1. Prozessname
Entscheidungsmanagement bei der Beantragung von Versicherungsleistungen
2. Zweck & Nutzen des Prozesses
- Warum braucht man diesen Prozess?: Der Entscheidungsmanagement-Prozess stellt sicher, dass alle Versicherungsanträge effizient geprüft und entschieden werden.
- Welches Problem wird gelöst?: Manuelle Fehler, Verzögerungen und Unklarheiten bei der Antragsbearbeitung werden reduziert.
- Welcher Mehrwert entsteht?: Durch klare Entscheidungen und eine strukturierte Bearbeitung wird die Kundenzufriedenheit erhöht und die Effizienz langfristig gesteigert.
3. Beteiligte Rollen
- Fachanwender (z. B. Sachbearbeiter)
- Teamleitung
- IT-Support
- Compliance-Beauftragter
- Kunde
4. Hauptschritte des Prozesses
- Eingang einer Antragstellung: Der Kunde reicht seinen Antrag auf eine Versicherungsleistung ein.
- Prüfung der eingereichten Unterlagen: Der Fachanwender überprüft die Vollständigkeit und Richtigkeit der angehängten Dokumente.
- Entscheidung über die Bearbeitung: Ist der Antrag vollständig und korrekt? Wenn ja, geht es weiter, wenn nein, wird er an den Kunden zurückgesendet.
- Datenanalyse und Risikobewertung: Der Fachanwender analysiert die Kundeninformationen und führt eine Risikobewertung durch.
- Formalitäten überprüfen: Die notwendigen gesetzlichen Anforderungen und internen Compliance-Richtlinien werden geprüft.
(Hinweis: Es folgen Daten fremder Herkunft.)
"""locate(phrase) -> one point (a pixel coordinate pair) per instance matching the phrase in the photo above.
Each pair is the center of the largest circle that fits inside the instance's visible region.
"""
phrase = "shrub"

- Entscheidungsfindung: Basierend auf den Prüfungen wird eine Entscheidung über die Genehmigung oder Ablehnung des Antrags getroffen.
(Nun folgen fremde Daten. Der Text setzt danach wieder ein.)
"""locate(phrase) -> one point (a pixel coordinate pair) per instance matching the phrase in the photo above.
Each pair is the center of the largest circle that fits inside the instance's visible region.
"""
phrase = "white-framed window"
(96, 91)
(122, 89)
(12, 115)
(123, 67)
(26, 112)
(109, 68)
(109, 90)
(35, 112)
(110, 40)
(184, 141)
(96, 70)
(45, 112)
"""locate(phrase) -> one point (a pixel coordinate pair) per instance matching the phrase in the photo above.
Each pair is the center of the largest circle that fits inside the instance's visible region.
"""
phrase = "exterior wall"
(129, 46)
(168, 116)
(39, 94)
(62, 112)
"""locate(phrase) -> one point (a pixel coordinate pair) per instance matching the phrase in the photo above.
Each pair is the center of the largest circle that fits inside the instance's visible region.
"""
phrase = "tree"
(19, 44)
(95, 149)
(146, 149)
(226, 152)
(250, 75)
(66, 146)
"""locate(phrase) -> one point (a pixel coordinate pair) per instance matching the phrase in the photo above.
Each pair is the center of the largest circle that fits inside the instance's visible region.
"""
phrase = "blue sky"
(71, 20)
- Mitteilung an den Kunden: Der Kunde wird über die Entscheidung informiert, einschließlich der Gründe bei Ablehnung.
- Dokumentation der Entscheidung: Alle Schritte und Ergebnisse werden im System dokumentiert.
- Monitoring von Rückmeldungen: Eingehende Kundenanfragen oder Beschwerden zur Entscheidung werden kontinuierlich überwacht.
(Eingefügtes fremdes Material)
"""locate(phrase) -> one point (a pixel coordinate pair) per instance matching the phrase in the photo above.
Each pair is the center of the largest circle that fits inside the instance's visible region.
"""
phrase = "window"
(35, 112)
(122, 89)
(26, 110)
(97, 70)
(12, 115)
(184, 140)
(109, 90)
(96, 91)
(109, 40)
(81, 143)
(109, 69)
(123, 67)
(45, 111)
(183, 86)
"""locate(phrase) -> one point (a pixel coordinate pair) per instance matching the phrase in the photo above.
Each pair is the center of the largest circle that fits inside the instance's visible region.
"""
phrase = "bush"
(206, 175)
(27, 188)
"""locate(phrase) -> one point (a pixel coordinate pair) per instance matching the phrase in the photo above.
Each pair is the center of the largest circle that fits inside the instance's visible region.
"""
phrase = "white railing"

- Prozessabschluss: Der Vorgang wird abgeschlossen, entweder durch Genehmigung oder durch formale Ablehnung und abschließende Rückmeldung an den Kunden.
5. Wichtige Entscheidungen
- „Sind alle erforderlichen Unterlagen eingereicht?“
- „Ist die Datenanalyse abgeschlossen und das Risiko akzeptabel?“
- „Entspricht der Antrag den Compliance-Vorgaben?“
- „Liegt eine klare Entscheidung vor, die dokumentiert werden kann?“
6. Eingaben & Ergebnisse
Input:
- Antrag auf Versicherungsleistung
- Anhänge (z. B. Identitätsnachweis, Nachweise über Risiken)
Output:
- Genehmigte oder abgelehnte Antragstellung
- Vollständige Dokumentation der Bearbeitung
- Kundenbenachrichtigung über die Entscheidung
7. Risiken & typische Fehlerquellen
- Unvollständige Anträge durch den Kunden
- Falsche Zuordnung des Antrags zu den zuständigen Mitarbeitern
- Fehlende Rückmeldungen von Kunden
- Medienbrüche zwischen verschiedenen Systemen
- Manuelle Eingabefehler bei der Datenerfassung
8. Verbesserungspotenziale
- Automatisierung: Verwendung digitaler Tools zur automatischen Überprüfung von Dokumenten, um Zeit zu sparen und Fehler zu minimieren.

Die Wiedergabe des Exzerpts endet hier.